Boilermakers Local 484 workers from Meredosia, IL, who were locked out for over a year also came to relay their experiences (which can be seen in the documentary film Lockout 484).  They were accompanied by Mike and Jan Griffin from the War Zone Foundation in Decatur, IL. Mike is a seasoned veteran of the “Road Warriors” campaign in the 1990s, a militant rank and file organization formed to spread the word and build solidarity on a national and international scale for the thousands of workers in central Illinois that were in struggle against the Caterpillar Corporation.  His nuts and bolts advice on how to take the fight to the bosses shows just how creative and energetic the U.S. working class can be.

Rob Wilson, a rank and file leader of UAW workers at Caterpillar in Peoria, IL was also present, and lit a fire under the audience, making clear the urgency of these and future organizing efforts.  Dave Johnson of the Carpenters Union and the IWW in Champaign, IL, also laid out a “give ‘em hell” approach as well as describing the difficulties of being in a union like the Carpenters, which has in effect handed its workers over to the boss on a silver platter.

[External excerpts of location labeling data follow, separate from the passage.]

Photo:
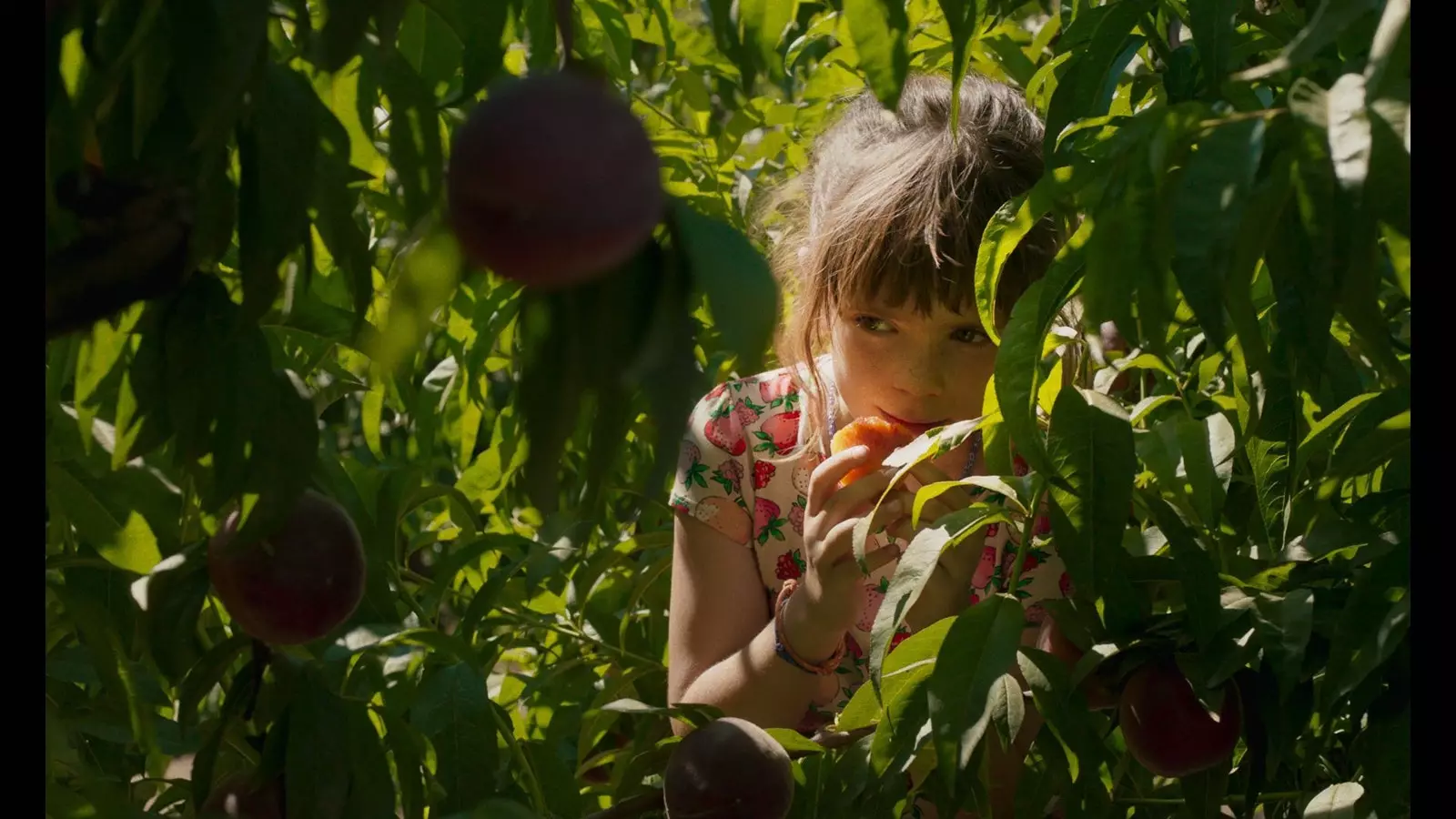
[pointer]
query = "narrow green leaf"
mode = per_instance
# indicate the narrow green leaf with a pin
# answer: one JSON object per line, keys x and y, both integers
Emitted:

Rosemary Feurer, a labor historian, gave an important presentation on the life and impact of Mother Jones, explaining why it is that she is buried in United Mine Workers cemetery in Mount Olive, IL, not far from where the conference took place.  The reason?  She wanted to be buried with “her boys” so that their sacrifices and struggle wouldn’t be forgotten. Feurer also emphasized the need for a return to the militant strategies Mother Jones advocated. 

In an interview with Socialist Appeal, Feurer explained, “[Mother Jones] left a legacy for us to use for the present.  She organized families … In order to win a struggle you have to organize in the entire community to support workers in that struggle.”  You can visit www.remembervirden.niu.edu to view a trailer of a documentary film on the Virden Massacre.

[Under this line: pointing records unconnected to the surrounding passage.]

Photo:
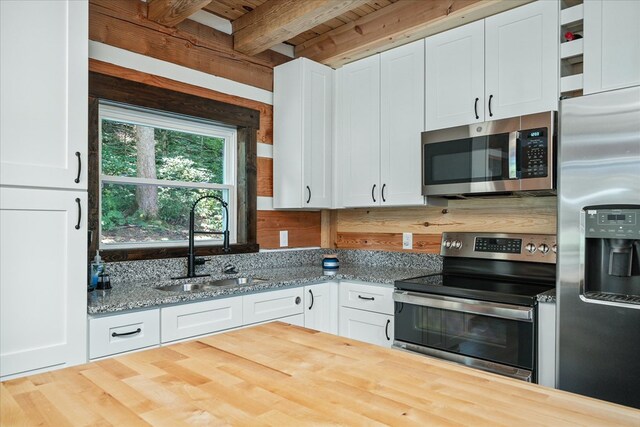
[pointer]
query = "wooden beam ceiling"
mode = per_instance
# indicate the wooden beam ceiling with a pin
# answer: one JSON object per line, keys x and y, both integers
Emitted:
{"x": 278, "y": 20}
{"x": 171, "y": 12}
{"x": 397, "y": 24}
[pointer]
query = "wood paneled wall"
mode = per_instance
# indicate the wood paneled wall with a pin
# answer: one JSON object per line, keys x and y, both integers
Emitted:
{"x": 382, "y": 228}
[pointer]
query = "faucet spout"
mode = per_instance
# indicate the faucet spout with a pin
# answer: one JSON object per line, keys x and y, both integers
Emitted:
{"x": 191, "y": 257}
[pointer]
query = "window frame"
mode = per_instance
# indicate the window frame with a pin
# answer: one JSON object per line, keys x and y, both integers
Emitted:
{"x": 136, "y": 115}
{"x": 109, "y": 89}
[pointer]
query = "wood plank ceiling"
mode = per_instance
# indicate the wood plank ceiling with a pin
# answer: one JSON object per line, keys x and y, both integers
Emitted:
{"x": 333, "y": 32}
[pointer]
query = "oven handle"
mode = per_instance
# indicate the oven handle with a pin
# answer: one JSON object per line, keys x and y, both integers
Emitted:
{"x": 483, "y": 308}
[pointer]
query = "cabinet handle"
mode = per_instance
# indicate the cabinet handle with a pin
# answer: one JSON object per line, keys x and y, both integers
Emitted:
{"x": 490, "y": 98}
{"x": 124, "y": 334}
{"x": 79, "y": 213}
{"x": 77, "y": 180}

The highlight of the first day was when Miguel Campos, a representative from FRETECO in Venezuela, spoke on the movement for workers’ control in that country. He connected those experiences with the struggles of working people here in the U.S., offering a positive example of just how much power the working class has in its hands.  He began with an introduction on the situation in Venezuela before the Bolivarian process took off.  Many were struck by the similarities between the situation faced by workers in Venezuela back then, and that faced by American workers today.  Of course, there are important differences, but as Campos put it:

“Any Venezuelan worker that had been here at this meeting and heard everything that has been said, would have found so many similarities with the situation that existed in the years before the revolutionary process erupted in Venezuela.  It was a situation in which you had a trade union leadership that had completely betrayed and was isolated from the movement; you had two political parties that shared the power back and forth between themselves; people felt that nothing could possibly change, asking themselves: ‘What can we do?’  We can see the same situation in the U.S., and that’s precisely why there will be a big explosion here as well. It’s like a volcano.  All that lava, all that pressure building up, it’s got to find a way out eventually.”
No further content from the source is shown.